Bachelor
Als Bachelor (engl. für Junggeselle bzw. Geselle) wird in den USA und Europa der erste akademische Abschluss eines meist praxisbezogenen Studiums bezeichnet. In vielen europäischen Ländern werden zur Zeit im Rahmen des Bologna-Prozesses die traditionellen vier- bis fünfjährigen Studiengänge durch Bachelor-/Masterstudiengänge abgelöst, wobei der Bachelorstudiengang zwischen sechs Semester (drei Jahre) und acht Semester (vier Jahre) dauert, woran sich ein vertiefender Master-Studiengang oder in Einzelfällen bereits eine Promotion (bzw. Doktorstudium) anschließen kann. Trotz des gleichen Namens bestehen Unterschiede in Aufbau des Studiums und Anerkennung der Abschlüsse zwischen dem amerikanischen und dem europäischen Bachelor.
Begriff
Im deutschen Sprachraum gab es den Bakkalaureus (oder Baccalaureus, evtl. lateinisch für Stabträger von baculum Stab; Beispiel: Baccalaureus Artium oder lateinisch für junger Edelmann/einfacher Geistlicher) bereits im Mittelalter (seit dem 13. Jahrhundert), er geriet dann aber zunehmend in Vergessenheit. Für den Studienabschluss wird in Deutschland heute anstatt des Bakkalaureus die anglisierte Form verwendet.
In Österreich heißt der Bachelor-Abschluss Bakkalaureat, der Absolvent bzw. die Absolventin ist dann wieder der Bakkalaureus bzw. die Bakkalaurea. Im Französischen wird der Abschluss als licence bezeichnet, der englische Name birgt eine Verwechslungsgefahr mit dem französischen baccalauréat, das dem Abitur oder der Matura entspricht.
Der Bachelor-Abschluss in Europa
Aufbau und Umfang
Der Bachelor versteht sich als erste Phase eines mehrstufigen Studienmodells. Nach sechs (in Einzelfällen bis zu acht) Semestern Regelstudienzeit erreichen die Studierenden einen ersten berufsqualifizierenden Abschluss. In dieser Zeit erwerben die Studierenden nach Maßgabe der jeweiligen Studien- und Prüfungsordnung 180 Leistungspunkte (Credit Points). Ein Credit Point repräsentiert eine Arbeitsbelastung von ca. 25 - 30 Stunden. Damit ist ein nach diesem System organisiertes Studium als Vollzeitstudium zu betrachten.

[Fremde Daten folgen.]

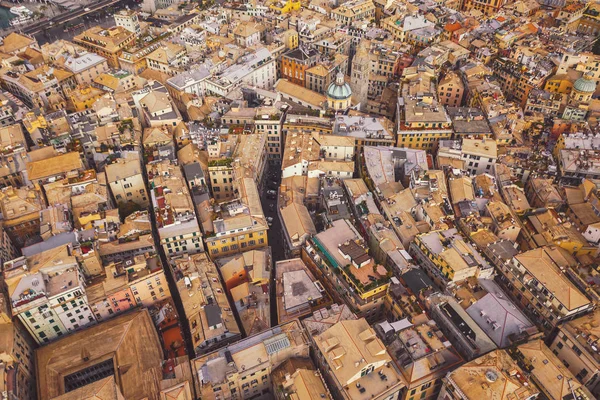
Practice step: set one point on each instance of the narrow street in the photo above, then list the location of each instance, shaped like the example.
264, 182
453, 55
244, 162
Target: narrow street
275, 235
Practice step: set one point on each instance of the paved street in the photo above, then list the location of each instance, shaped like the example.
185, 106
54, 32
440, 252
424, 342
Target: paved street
50, 29
275, 234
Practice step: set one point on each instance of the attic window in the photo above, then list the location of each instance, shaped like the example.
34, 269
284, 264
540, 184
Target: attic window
89, 375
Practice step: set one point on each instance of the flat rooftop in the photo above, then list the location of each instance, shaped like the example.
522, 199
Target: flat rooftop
299, 289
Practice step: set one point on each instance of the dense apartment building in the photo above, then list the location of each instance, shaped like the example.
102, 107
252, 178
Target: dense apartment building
47, 294
493, 373
248, 364
341, 251
126, 182
205, 303
108, 43
296, 62
178, 229
535, 279
575, 345
355, 362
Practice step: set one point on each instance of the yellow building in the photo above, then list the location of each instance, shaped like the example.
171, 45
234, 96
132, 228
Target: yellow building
356, 362
240, 225
126, 182
147, 280
560, 83
290, 39
108, 43
287, 7
34, 120
339, 94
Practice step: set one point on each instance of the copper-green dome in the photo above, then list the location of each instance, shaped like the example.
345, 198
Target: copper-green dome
339, 90
585, 84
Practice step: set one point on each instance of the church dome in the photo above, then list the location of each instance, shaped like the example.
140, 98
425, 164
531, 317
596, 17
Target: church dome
339, 90
585, 84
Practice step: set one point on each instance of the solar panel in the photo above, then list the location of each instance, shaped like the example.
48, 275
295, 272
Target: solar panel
277, 343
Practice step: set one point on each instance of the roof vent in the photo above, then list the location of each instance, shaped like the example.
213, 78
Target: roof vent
491, 376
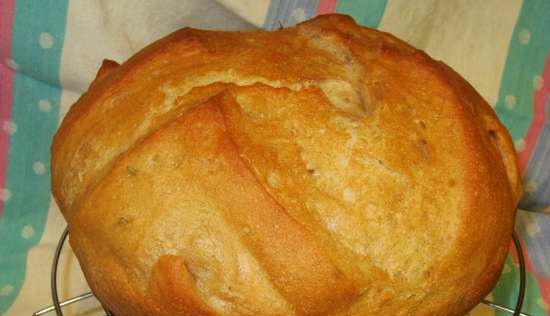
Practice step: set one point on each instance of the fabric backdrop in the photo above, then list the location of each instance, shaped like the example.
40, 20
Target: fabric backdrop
51, 49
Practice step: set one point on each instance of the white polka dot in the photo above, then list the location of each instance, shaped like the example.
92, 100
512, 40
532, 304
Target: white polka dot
538, 82
506, 269
38, 167
6, 290
44, 105
27, 232
9, 127
524, 37
12, 64
5, 194
531, 186
298, 14
510, 101
349, 195
532, 228
46, 40
519, 144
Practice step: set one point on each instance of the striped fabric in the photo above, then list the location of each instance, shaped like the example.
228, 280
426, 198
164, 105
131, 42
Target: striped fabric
501, 47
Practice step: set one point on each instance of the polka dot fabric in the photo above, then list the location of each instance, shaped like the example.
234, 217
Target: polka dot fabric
45, 65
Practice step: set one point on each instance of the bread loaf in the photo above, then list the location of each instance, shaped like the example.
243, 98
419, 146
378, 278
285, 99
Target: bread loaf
323, 169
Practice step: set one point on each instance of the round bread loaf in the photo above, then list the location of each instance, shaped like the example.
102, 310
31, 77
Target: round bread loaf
324, 169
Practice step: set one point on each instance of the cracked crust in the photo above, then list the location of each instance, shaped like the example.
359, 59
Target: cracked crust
325, 169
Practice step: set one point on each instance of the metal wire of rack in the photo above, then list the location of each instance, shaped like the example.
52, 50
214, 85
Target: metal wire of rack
58, 306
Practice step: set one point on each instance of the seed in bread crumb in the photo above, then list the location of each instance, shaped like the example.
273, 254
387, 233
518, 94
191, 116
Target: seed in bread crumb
131, 171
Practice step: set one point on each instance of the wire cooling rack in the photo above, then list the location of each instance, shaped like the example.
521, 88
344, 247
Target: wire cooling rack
57, 306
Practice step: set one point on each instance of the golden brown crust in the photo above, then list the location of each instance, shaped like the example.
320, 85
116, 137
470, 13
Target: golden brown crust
326, 169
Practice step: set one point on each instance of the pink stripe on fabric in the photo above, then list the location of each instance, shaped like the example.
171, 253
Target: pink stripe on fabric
326, 6
6, 85
539, 116
543, 283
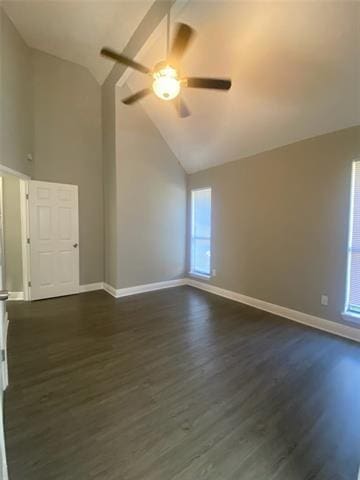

Mit dem Abschluss der Ausbildungsphase erhalten die Studierenden in Abhängigkeit von ihrer Studienrichtung und Universität den akademischen Titel eines "Bachelor of …", häufig "Bachelor of Arts" (B.A.) in Geistes- und Sozialwissenschaften und "Bachelor of Science" (B.Sc.) in den Naturwissenschaften. Einige Universitäten, zum Beispiel die Universität Cambridge, verleihen traditionell den "Bachelor of Arts" in allen Fachrichtungen.
Mit diesem können sie, wenn sie möchten, die Hochschule verlassen und in das Berufsleben einsteigen. Alternativ kann ein aufbauendes Master-Studium angeschlossen werden. Hierbei kann entweder das eigene Fach wissenschaftlich vertieft werden, oder – etwa mit einem MBA – praxisrelevante Kenntnisse in einem anderen Fachgebiet erworben werden. Insbesondere in Großbritannien kann bei besonders guten Leistungen zusätzlich zum Bachelor ein "Honours" oder "Hons"-Degree vergeben werden, z.B. "Bachelor of Architecture with Honours" oder "Bachelor of Architecture (Hons)" (B.Arch.(Hons)).
In Deutschland darf der Bachelor-Titel nur von Fachhochschulen und Universitäten verliehen werden, in Baden-Württemberg auch von Berufsakademien in Zusammenarbeit mit englischen Universitäten; in den meisten anderen europäischen Staaten ist dies ähnlich.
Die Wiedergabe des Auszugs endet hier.